金舉文和一名皮膚黝黑的老者一前一后走進來。
“旅座,我找來了一個老漁民!”金舉文說。
陳翰觀微微點點頭。
金舉文向老漁民介紹道:“這是陳委員!”
老漁民彎身無比謙卑地向陳翰觀問了好。
陳翰觀問他:“你知道六洲島在哪里嗎?”
“知道,知道!”老漁民說:“六洲島在海南島東南面,離海南島陸地有一千多里。”
“一千多里?”陳翰觀倒抽了一口涼氣:“這么遠!你沒記錯吧?”
“錯不了!我們那兒打漁的人都這么說的!我們那兒的人出海打漁經過那里時上去歇息過。他們說,島上有許多樹木。大概十幾年前,有人開船經過那小島,看到長毛鬼,回來跟大伙一說,從此沒人上那小島。船只經過那里,都繞道而行。”
“長毛鬼?”陳翰觀皺著眉頭說。
“是啊!”老漁民說:“有人看到,那鬼長發披肩,樣子很恐怖。”
陳翰觀白了他一眼,冷冷地說:“這世上根本就沒有鬼!”
老漁民以為他發怒了,嚇得渾身哆嗦,聲音顫抖地說:“是,是,是,我、我也只是聽說的……”

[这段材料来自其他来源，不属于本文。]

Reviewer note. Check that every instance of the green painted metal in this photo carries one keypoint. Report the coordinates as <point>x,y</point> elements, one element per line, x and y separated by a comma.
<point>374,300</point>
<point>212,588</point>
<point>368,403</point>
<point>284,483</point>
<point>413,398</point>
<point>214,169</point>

金舉文要他回去,他戰戰兢兢地轉身,一步三回頭地走了。
金舉文掏出一張紙,遞給陳翰觀,說:“旅座,這是剛才那老漁民畫的出海圖,按照此圖行船可到達六洲島。”
陳翰觀接過,攤開掃了一眼,說:“很好!”
金舉文問他:“什么時候出發去尋寶?”
他猜測,這么遠的小島,行船不大安全,陳翰觀事務又多,不會親自去尋寶的。他一定派他去。他希望陳翰觀定下時間,他好做準備。
陳翰觀看了他一眼,說:“這個嘛,我考慮考慮!”
金舉文滿心狐疑,以他對陳翰觀的了解,陳翰觀既然拿到了藏寶圖,就巴不得早點找到寶藏,據為己有。他在考慮什么呢?既然他不說,那他就好好修養幾天吧!
陳翰觀見他沉思的樣子,問他:“你還有什么事嗎?”
金舉文腦海里突然閃現出陳羽的身影。他想,自己鞍前馬后效勞了陳翰觀這么長時間,而且為他找到佛珠,破解佛珠的秘密,應該博得他認可與贊許。他自認很優秀,完全配得上陳羽。如果向陳翰觀提親,陳翰觀要是同意,他就有更多的機會接觸陳羽,討她的歡心。趁她還沒深陷入對謝天恩癡戀的時候,將她搶到手。
他支支吾吾地說,希望陳翰觀允許他照顧陳羽,讓他給她一生的幸福。
說完,他瞟了陳翰觀一眼,見他陰著臉。他的心頓時一片冰涼,后悔說剛才的話。
“你做好你的工作,這事以后再說!”陳翰觀沉默了一會兒才冷冷地說。
金舉文只覺臉頰被火烤過般熱辣辣,尷尬得無地自容。陳翰觀雖然沒有明確拒絕他,但他已從他的表情中看出,他很不高興!
他唯唯諾諾地應答了幾聲,然后匆匆告別。
在陳公館門口,他看到左橋一和一名二十多歲的男子迎面走來。他因剛才的事心情沮喪,只朝左橋一點了一下頭。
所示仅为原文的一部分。